Read: 11 February, 2017
After the death of the titular naturalist, his wife, her companion, and his half-Brazilian son from a previous marriage decide to complete the planned expedition to Brazil. As they travel, all three must work through their grief – their grief at the naturalist’s death, as well as the long ignored griefs of their past.
Reading the set up, it’s hard to imagine a book more perfectly tailored to me. We have a Canadian author writing about a 19th century Quaker exploring the Amazon. It’s like York specifically set out to write a novel just for me!
And, for the most part, it delivers. I loved the sprinkling of Portuguese dialogue (and was surprised by just how much I could understand, thanks to my background of French and two years of Spanish classes in high school!), and the descriptions of the jungle were really interesting.
Where it fell a little short was in the characters themselves. Rachel is set up to be torn between her very conservative religious background and the freedom offered her by her bold mistress, but the conflict seems largely resolved by the time the story starts. We get a bit of it in flash backs, but that’s about it.
Paul should be a very interesting character.
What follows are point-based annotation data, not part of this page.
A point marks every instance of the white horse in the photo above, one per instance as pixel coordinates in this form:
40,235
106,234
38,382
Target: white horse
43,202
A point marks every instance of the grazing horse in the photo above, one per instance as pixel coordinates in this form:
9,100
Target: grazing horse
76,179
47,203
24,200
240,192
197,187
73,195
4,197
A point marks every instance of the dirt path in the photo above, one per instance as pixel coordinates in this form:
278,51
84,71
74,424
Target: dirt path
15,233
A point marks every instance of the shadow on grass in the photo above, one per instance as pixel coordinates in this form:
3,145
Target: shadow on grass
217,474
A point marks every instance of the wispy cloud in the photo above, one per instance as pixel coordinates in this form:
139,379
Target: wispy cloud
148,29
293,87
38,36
He is mixed-race, and severed from his mother’s culture through her death in childbirth. In addition to this, he is the son of a passionate naturalist but not being particularly into biology himself (a conflict that becomes even more interesting when we discover that his father’s passions had put him in opposition to his own parents as well). It all should be very compelling. And there are glimpses, but he ends up spending so much of his time passively reading his father’s journal while we get too little of how he is processing what he learns.
Iris is mostly kept at arm’s length, but I’m okay with this. It would have been nice to see her journey more intimately, but we only ever see her through the eyes of others. Still, given her importance to Rachel’s character arc, this does somewhat work – especially since evidences of Iris’s own arc are present in how she is described. She’s left up to the reader to translate, just as she is translated by Paul and Rachel. She could easily have been the main character of this book, but I’m okay with the way she is distanced and, to an extent, objectified by the others. It works.
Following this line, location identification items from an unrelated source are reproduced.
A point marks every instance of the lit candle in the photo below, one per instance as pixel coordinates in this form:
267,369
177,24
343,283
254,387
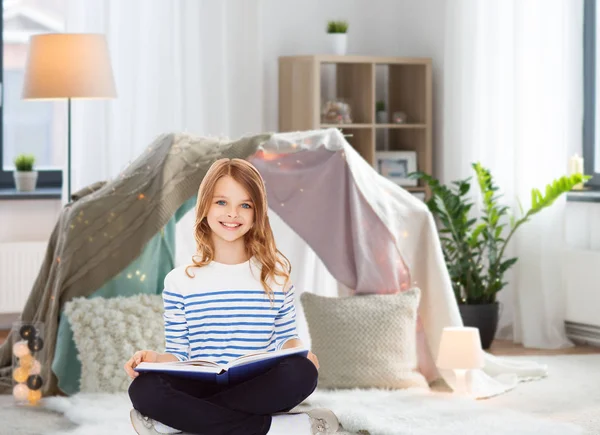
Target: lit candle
576,167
This isn’t a book with a big climax or epiphany. It’s a journey, characters grow in the course of it, and then it ends. My only complaint is that, while the journey part was interesting, it overwhelmed the character parts. We saw too little of our main characters, too little of how they react to experiences and discoveries, and we don’t get to see much of their growth. While some of that is because York chooses to imply their feelings through descriptions of their physical actions, a lot of it is because it just doesn’t happen. Too much of their development happened off-screen, before the plot began, and we only learn about it after the fact. That, combined with an over-reliance on flashbacks near the beginning of the book, holds it back from shining.